One of the reasons that the story is a bit weak early on (mostly prior to the characters being fully developed) is because Disgaea 5 has a pretty loose structure. After the initial two tutorial fights, the game begins to open up a hefty number of different stages for the player to choose from. To my detriment (but really to the detriment of the game) there is a character handing out DLC in the starting hub world (aka the Gorgeous netherworld) that doesn’t help matters here. This character provides the player with several overpowered characters, several hard-as-nails side levels and a few other game spoiling features (including basically unlimited money) right from the outset. This is a shame, because as a first time player I wasn’t well equipped to tell the difference between core and extra content, so ultimately I decided to restart the game and avoid redeeming anything extra until later.

However you do consume the story in Disgaea 5 Complete, you’ll need to tackle some of your sensibilities head on if you want to stay the course. Firstly, if you’re sensitive about the sexualisation of women in computer games, then the Disgaea series as a whole is going to raise an eyebrow or two. Seraphina, for example, believes that all men should bow to her beauty, and she spends most of the game making unreasonable demands of Killia and others by ordering them to serve her. Now, one argument is that she is main character with alpha status within the game (which is good) but at the same time she is also depicted as stupid and churlish, and she is an abysmal combatant until she is instructed by Killia. Women are depicted poorly (or at best strangely) elsewhere in the game, with almost all of them being large-chested and semi naked, with options to change their attire from one kind of revealing to another. In the (very detailed) recruitment screen, one of the supplemental descriptions for female healers is “pregnant” which seems both irrelevant and inappropriate considering that she’ll be battling demons.

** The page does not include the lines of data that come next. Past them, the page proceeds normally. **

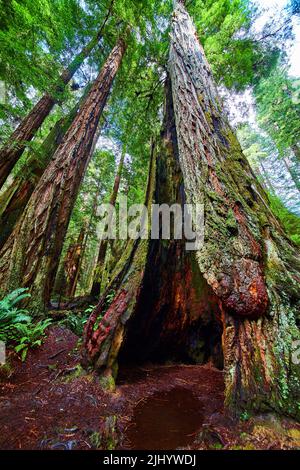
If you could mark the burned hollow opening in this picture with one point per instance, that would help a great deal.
(177, 317)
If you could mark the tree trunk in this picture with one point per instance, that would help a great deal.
(31, 254)
(296, 149)
(15, 198)
(96, 288)
(72, 264)
(14, 148)
(246, 273)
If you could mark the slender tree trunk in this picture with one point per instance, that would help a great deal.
(292, 173)
(26, 130)
(72, 263)
(247, 271)
(96, 288)
(15, 198)
(31, 254)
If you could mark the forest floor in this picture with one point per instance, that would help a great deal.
(49, 402)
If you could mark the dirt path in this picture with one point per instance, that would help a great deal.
(48, 402)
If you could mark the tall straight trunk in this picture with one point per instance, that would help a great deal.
(96, 287)
(265, 176)
(26, 130)
(246, 258)
(31, 254)
(246, 273)
(296, 150)
(15, 198)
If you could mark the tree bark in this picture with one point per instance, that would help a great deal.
(96, 287)
(296, 149)
(15, 198)
(292, 172)
(31, 254)
(247, 261)
(246, 273)
(26, 130)
(72, 264)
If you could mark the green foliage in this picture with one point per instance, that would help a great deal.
(290, 221)
(16, 326)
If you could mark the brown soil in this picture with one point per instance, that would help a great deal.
(48, 402)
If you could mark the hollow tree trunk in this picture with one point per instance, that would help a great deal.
(162, 308)
(15, 198)
(96, 288)
(246, 258)
(72, 263)
(31, 254)
(246, 271)
(26, 130)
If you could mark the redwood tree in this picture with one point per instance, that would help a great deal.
(26, 130)
(31, 254)
(246, 274)
(16, 196)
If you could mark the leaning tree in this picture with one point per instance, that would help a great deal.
(235, 300)
(31, 254)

I managed to overlook this slightly misguided approach because it is a feature in most anime themed games, but I will say that it presents quite the speedbump at the beginning of the game. The general weirdness in the Disgaea universe is actually something to cherish, and features like the Prinnies (walking, talking penguin foot soldiers) are part of what makes the game so interesting. The same can be said of the Netherworld concept, which completely enables the suspension of disbelief to occur because it never presents itself as anything besides a series of self-contained worlds ruled over by a specific demon.

When all is said and done, Disgaea 5 Complete is an excellent addition to the fledgling catalogue of Switch games that are demonstrating how the portability of Nintendo’s console can enhance existing IP. The lengthy and twisting tale of Killia, Seraphina and the other mad, mad characters of the Disgaea universe comes alive on the small, vibrant screen, and the voice acting (available in English or Japanese) enhances the proceedings considerably. The presentation is enhanced and complimented by deep, accessible and strategic gameplay that is presented in a series of stages that are easy to access and manage. All in all, if you can get past some of the strange (and occasionally unpalatable) nuances, Disgaea 5 Complete is an excellent proposition for Switch owners, especially those who missed the original PS4 release like I did.